UNDER SECRETARY OTERO: This is an important question, and certainly one that we have discussed a good bit because – precisely because of some of the issues that you have raised. Julissa, do you want to just address some of the – a little bit some of the reasons as to why this policy is the way that it is, and then some of the possible ways that one could evolve it?
MS. REYNOSO: The policy – this is not working – okay.
MS. BENTON: You have to press it – really get it up and press it. There.
MS. REYNOSO: There you go. The policy is what it is because of the 1996 Immigration Reform Act that was, frankly, a time when I was not here. (Laughter.) So the law – the statute is the 1996 reform – Immigration Reform Act. It allows the judicial system to remove individuals who have been found guilty of certain particular crimes and remove them if they – even if they have a green card or primary residency status. The numbers of deportees is significant worldwide. The Caribbean receives a good number of them, but frankly, the Caribbean is not the biggest receiver of deportees. Mexico and Central America are those – that’s where a lot of the deportees end up. The Caribbean probably faces – sees it as a bigger number because of the size of some of these states.
We have been working through CBSI, again, to help facilitate the reintegration of some of these individuals. We set up programs in Guyana, the Bahamas, Haiti, and Jamaica at one point also has a reintegration program with the United Kingdom to help reintegrate these persons who have been removed from the United States. We have also set up a mechanism for allowing the countries in the Caribbean to have more information about these individuals. I think there is a – frankly, a larger blame on these folks for criminality in the Caribbean than evidence demonstrates. The evidence and the studies that have been conducted does not have a direct link between these deportees and criminal activity in the Caribbean.
I am – I was born in the Dominican Republic, so I’m Caribbean as well, and I – and the Dominican Republic has the largest number of deportees of the Caribbean in all. The Dominican Republic has been working with us to set up a welcome center at the airport in the Dominican Republic to allow for these individuals to get proper documentation, et cetera, in order for them to be able to become Dominican citizens again. It is not something that’s easy. And as you noted, some of these individuals have been separated from their families and relatives for decades. But the law is what it is. And it’s a 1996 statute that is – it would require congressional reform to actually change. So we’ve been trying to work with the governments to help reintegration. And we’ve also worked with the governments to provide them more information about who these individuals are so they have a better sense of what the criminal activity was originally that led to their deportation.

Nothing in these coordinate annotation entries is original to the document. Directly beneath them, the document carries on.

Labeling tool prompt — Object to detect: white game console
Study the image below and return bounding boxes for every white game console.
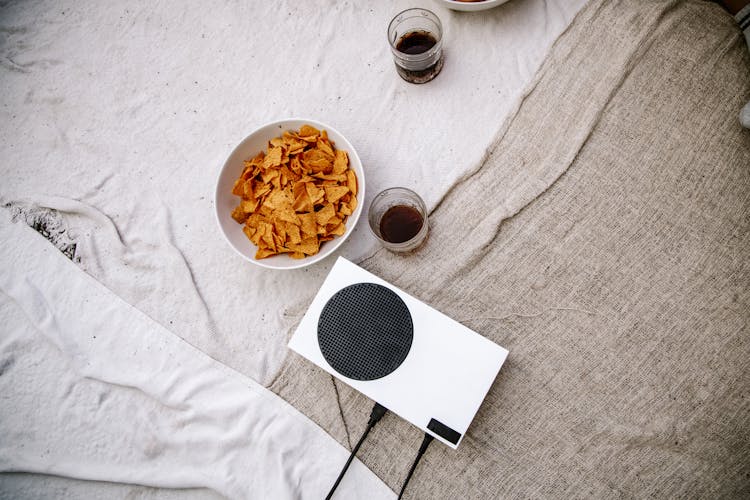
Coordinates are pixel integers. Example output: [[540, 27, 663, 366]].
[[289, 257, 508, 449]]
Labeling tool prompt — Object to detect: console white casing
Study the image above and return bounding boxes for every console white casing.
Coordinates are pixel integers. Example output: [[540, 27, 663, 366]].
[[289, 257, 508, 449]]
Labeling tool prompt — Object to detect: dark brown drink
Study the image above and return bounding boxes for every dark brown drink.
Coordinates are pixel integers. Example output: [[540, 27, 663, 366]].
[[396, 31, 443, 83], [396, 31, 437, 55], [380, 205, 424, 243]]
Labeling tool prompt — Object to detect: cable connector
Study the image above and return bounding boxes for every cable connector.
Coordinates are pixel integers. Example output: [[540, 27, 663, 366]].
[[398, 432, 435, 500], [367, 403, 388, 427], [326, 403, 388, 500]]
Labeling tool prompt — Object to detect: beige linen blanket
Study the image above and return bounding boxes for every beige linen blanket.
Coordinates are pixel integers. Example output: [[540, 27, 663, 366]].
[[271, 1, 750, 498]]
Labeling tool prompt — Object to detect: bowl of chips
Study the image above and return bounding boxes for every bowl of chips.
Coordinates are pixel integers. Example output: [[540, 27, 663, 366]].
[[214, 118, 365, 269]]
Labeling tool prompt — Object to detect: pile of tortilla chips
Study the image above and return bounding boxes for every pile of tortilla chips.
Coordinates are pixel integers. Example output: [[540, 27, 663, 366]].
[[232, 125, 357, 259]]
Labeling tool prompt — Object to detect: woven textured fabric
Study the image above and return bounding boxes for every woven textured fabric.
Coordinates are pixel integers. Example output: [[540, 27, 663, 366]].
[[272, 0, 750, 498]]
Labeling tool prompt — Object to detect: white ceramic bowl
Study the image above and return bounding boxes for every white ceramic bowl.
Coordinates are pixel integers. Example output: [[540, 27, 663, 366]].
[[214, 118, 365, 269], [437, 0, 508, 12]]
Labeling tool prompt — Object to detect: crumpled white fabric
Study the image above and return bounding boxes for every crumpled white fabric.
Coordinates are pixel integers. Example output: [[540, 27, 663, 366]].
[[0, 213, 394, 499], [0, 0, 584, 497]]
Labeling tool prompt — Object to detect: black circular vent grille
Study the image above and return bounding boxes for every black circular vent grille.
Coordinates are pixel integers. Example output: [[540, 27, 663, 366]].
[[318, 283, 414, 380]]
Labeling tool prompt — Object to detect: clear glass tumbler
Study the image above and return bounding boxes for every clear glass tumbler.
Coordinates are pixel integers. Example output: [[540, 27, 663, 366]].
[[388, 9, 443, 83], [367, 187, 429, 252]]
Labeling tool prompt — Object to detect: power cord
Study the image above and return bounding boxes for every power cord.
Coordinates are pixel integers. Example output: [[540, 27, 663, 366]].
[[398, 432, 435, 500], [326, 403, 390, 500]]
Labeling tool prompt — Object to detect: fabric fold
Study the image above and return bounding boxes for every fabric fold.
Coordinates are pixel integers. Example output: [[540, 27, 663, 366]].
[[271, 1, 750, 498], [0, 212, 393, 498]]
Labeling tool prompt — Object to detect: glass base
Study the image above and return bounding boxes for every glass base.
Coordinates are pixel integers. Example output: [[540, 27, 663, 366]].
[[396, 54, 444, 83]]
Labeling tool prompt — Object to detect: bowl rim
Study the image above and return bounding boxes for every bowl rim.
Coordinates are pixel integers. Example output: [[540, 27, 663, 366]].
[[214, 116, 365, 271], [438, 0, 509, 12]]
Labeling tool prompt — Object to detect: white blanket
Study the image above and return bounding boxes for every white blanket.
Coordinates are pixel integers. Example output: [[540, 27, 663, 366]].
[[0, 0, 583, 496], [0, 213, 393, 498]]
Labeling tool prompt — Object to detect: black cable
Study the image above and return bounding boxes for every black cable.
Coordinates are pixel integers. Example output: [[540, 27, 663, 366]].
[[326, 403, 388, 500], [398, 432, 434, 500]]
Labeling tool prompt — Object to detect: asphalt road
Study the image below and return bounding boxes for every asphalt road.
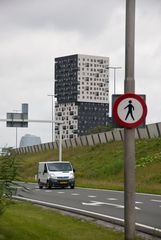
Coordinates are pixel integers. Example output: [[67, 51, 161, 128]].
[[12, 184, 161, 234]]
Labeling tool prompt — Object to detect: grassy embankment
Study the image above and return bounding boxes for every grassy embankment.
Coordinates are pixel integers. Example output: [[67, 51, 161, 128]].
[[15, 138, 161, 194], [0, 203, 143, 240]]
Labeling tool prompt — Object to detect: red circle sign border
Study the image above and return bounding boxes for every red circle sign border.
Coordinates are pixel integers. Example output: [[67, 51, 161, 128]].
[[112, 93, 147, 128]]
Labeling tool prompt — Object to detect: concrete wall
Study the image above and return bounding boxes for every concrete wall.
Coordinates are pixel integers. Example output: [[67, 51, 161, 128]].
[[13, 122, 161, 154]]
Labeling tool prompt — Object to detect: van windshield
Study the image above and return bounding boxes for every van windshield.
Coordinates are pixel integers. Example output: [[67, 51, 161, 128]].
[[47, 163, 72, 172]]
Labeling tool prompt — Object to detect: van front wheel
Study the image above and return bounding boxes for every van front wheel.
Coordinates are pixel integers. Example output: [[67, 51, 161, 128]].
[[38, 180, 43, 189], [46, 180, 51, 189]]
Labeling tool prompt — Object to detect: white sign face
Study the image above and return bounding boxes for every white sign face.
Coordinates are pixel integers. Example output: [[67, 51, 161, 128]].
[[112, 93, 147, 128], [117, 98, 143, 123]]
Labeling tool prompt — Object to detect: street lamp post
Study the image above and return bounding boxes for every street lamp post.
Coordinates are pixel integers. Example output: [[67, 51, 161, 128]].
[[108, 67, 122, 94], [48, 94, 55, 142]]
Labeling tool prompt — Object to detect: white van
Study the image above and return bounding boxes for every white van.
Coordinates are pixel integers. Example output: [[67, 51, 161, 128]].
[[38, 161, 75, 189]]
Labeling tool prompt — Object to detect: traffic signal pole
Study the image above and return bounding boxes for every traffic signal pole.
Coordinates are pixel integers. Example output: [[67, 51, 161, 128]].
[[124, 0, 136, 240]]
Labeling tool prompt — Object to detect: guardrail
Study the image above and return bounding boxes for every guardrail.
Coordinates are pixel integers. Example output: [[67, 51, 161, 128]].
[[12, 122, 161, 154]]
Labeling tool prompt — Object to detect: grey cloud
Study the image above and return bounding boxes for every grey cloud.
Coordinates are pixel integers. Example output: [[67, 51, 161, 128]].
[[0, 0, 124, 35]]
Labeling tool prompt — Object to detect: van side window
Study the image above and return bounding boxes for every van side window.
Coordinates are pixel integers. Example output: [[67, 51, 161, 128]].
[[44, 164, 47, 173]]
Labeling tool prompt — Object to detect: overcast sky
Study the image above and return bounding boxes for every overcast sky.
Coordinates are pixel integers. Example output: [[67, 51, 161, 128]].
[[0, 0, 161, 147]]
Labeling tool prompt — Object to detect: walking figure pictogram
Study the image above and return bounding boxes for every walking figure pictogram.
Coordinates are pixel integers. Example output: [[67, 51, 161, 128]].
[[124, 100, 135, 120]]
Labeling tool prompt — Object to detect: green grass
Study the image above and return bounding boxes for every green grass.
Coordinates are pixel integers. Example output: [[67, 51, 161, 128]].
[[0, 203, 140, 240], [12, 138, 161, 194], [1, 138, 161, 194]]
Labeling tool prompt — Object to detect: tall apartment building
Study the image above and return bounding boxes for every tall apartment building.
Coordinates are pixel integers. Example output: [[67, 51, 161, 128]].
[[55, 54, 109, 139]]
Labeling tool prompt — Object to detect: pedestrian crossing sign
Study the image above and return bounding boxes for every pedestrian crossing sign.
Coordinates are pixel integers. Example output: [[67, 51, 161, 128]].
[[112, 93, 147, 128]]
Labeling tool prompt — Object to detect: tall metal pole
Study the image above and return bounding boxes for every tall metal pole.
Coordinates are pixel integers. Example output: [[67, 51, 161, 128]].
[[48, 94, 54, 142], [124, 0, 136, 240], [108, 67, 122, 94], [59, 123, 63, 162]]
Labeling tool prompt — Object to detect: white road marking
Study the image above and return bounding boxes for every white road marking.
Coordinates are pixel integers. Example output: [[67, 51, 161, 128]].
[[107, 198, 118, 201], [135, 202, 143, 204], [150, 199, 161, 202], [82, 201, 141, 210], [12, 196, 161, 233]]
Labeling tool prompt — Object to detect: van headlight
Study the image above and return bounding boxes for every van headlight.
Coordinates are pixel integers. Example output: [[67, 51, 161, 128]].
[[50, 173, 57, 179]]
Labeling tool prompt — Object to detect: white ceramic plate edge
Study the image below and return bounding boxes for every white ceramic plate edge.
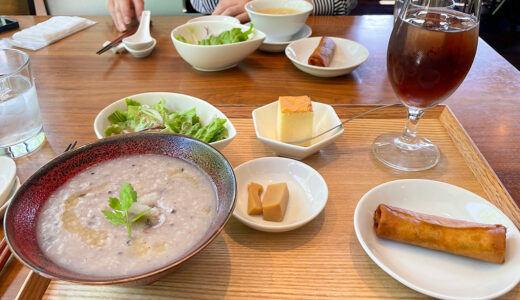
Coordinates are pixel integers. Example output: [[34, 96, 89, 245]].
[[354, 179, 520, 300]]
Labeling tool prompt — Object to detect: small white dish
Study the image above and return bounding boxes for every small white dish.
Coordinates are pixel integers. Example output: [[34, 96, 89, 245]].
[[0, 156, 16, 205], [258, 24, 312, 52], [253, 101, 344, 159], [285, 36, 368, 77], [354, 179, 520, 299], [123, 38, 157, 58], [186, 16, 240, 24], [94, 92, 237, 150], [123, 10, 154, 51], [233, 157, 328, 232], [0, 176, 21, 220], [171, 21, 265, 71]]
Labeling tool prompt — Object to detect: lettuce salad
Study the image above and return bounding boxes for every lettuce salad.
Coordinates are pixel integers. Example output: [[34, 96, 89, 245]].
[[105, 98, 228, 143], [175, 24, 253, 46]]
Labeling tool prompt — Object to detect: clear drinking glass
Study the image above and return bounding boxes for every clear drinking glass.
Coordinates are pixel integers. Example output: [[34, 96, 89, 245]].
[[394, 0, 455, 22], [372, 0, 481, 171], [0, 49, 45, 158]]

And thirdly, we’re setting up a attaché based out of Santo Domingo that will work with the Caribbean countries to help the governments actually deal with their – the acceptance of these individuals back into their society.
But I want to just make clear that there is no evidence that links the deportation and these individuals – and some of them have criminal histories – to the rising crime in the Caribbean. It is something that is unfortunate because some of these individuals do not have real relationships in these islands, but the reality is that we have no evidence that there is an actual link. Thank you.
MS. BENTON: All right. Thank you very much. Please join me in thanking Under Secretary Otero and Deputy Assistant Secretary Reynoso. (Applause.)